The Artemis (serine 516) antibody was diluted 1:500, antibodies to phospho-p53, Bcl-2, Bax, keratin 10, keratin 14, keratin 16, p21, and c-myc were diluted 1:200. Each sample was stained at least 3–4 times to ensure consistent results.

3. Results
3.1 Immunofluorescence Double-Staining of Artemis S516-P and Phospho-p53 in Human Anagen HF in Vivo

Phospho-p53 (serine 15) expression was detected in the outer hair root sheath, the inner root sheath, and the cortex of the middle HF. Artemis S516-P expression was strongly positive in the middle and outer parts of the outer hair root sheath. These two proteins showed opposite expression patterns in the same locations; high Artemis S516-P expression co-localized with weak phospho-p53 (serine 15) expression, and vice versa (Fig. 1). In hair bulb, Phospho-p53 (serine 15) staining was more intensive, but staining for Artemis S516-P became less intensive. Negative controls were presented in Supplementary Fig. 1A.

Fig. 1.

Immunofluorescence double-staining for Artemis S516-P and phospho-p53 in human growing scalp HF. In situ immunofluorescence double-staining of cryostat sections of scalp from healthy donors. Phospho-p53 staining was observed in the outer root sheath lining, inner root sheath and cortex of the middle HF. Artemis S516-P staining was strongly positive in the middle and outer parts of the outer root sheath. Strong Artemis S516-P expression was associated with weak phospho-p53 expression, and vice versa. Artemis S516-P stained green; DAPI nuclear staining was blue; phospho-p53 stained red; merged staining was yellow. Positive staining was highlighted by arrows. Abbreviations: ORS, outer root sheath; IRS, inner root sheath; HF, hair follicle.

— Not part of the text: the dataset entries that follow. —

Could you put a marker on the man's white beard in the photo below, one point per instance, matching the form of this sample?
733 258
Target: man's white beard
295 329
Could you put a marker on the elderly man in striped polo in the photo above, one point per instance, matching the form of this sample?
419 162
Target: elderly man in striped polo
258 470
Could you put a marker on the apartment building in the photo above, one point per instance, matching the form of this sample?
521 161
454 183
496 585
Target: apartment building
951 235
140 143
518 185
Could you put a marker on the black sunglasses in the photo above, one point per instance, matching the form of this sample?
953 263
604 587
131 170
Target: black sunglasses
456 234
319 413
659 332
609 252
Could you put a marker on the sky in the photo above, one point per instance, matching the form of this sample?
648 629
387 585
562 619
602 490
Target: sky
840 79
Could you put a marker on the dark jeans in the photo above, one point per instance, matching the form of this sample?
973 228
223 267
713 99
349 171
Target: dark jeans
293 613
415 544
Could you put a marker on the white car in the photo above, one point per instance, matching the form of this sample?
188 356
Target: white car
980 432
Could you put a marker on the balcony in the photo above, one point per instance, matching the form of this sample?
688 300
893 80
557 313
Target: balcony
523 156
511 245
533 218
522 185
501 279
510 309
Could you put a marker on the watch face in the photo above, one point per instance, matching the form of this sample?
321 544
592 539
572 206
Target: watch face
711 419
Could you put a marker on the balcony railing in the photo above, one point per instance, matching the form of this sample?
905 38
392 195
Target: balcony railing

3.2 Immunofluorescence Double-Staining of Artemis S516-P and Bax in Human Anagen HF in Vivo

Artemis S516-P was strongly expressed in the middle and upper segments of HF, and its expression gradually reduced closer to the hair bulb. However, Bax expression increased as Artemis S516-P expression decreased (Fig. 2). Negative controls were presented in Supplementary Fig. 1A.

Fig. 2.

Immunofluorescence double-staining for Artemis S516-P and Bax in human growing scalp HF. In situ immunofluorescence double-staining of cryostat sections of scalp from healthy donors. Artemis S516-P staining was strongly positive in the middle and upper segments of the HF, and gradually decreased near the hair bulb. Bax staining gradually increased closer to the hair bulb. Artemis S516-P stained green; DAPI nuclear staining was blue; Bax stained red; merged staining was yellow. Positive staining was highlighted by arrows. Abbreviations: ORS, outer root sheath; IRS, inner root sheath; DP, dermal papilla.

3.3 Immunofluorescence Double-Staining of Artemis S516-P and Bcl-2 in Human Anagen HF in Vivo

The expression patterns of Artemis S516-P and Bcl-2 resembled those of Artemis S516-P and Bax; Artemis S516-P expression gradually weakened nearer the hair bulb, while Bcl-2 expression gradually increased (Fig. 3). Negative controls were presented in Supplementary Fig. 1A.

Fig. 3.

Immunofluorescence double-staining for Artemis S516-P and Bcl-2 in human growing scalp HF. In situ immunofluorescence double-staining of cryostat sections of scalp from healthy donors. Artemis S516-P stained strongly positive in the middle and upper segments of the HF, and gradually decreased near the hair bulb, while Bcl-2 expression gradually increased. Artemis S516-P stained green; DAPI nuclear staining was blue; Bcl-2 stained red; merged staining was yellow. Positive staining was highlighted by arrows. Abbreviations: ORS, outer root sheath; DP, dermal papilla.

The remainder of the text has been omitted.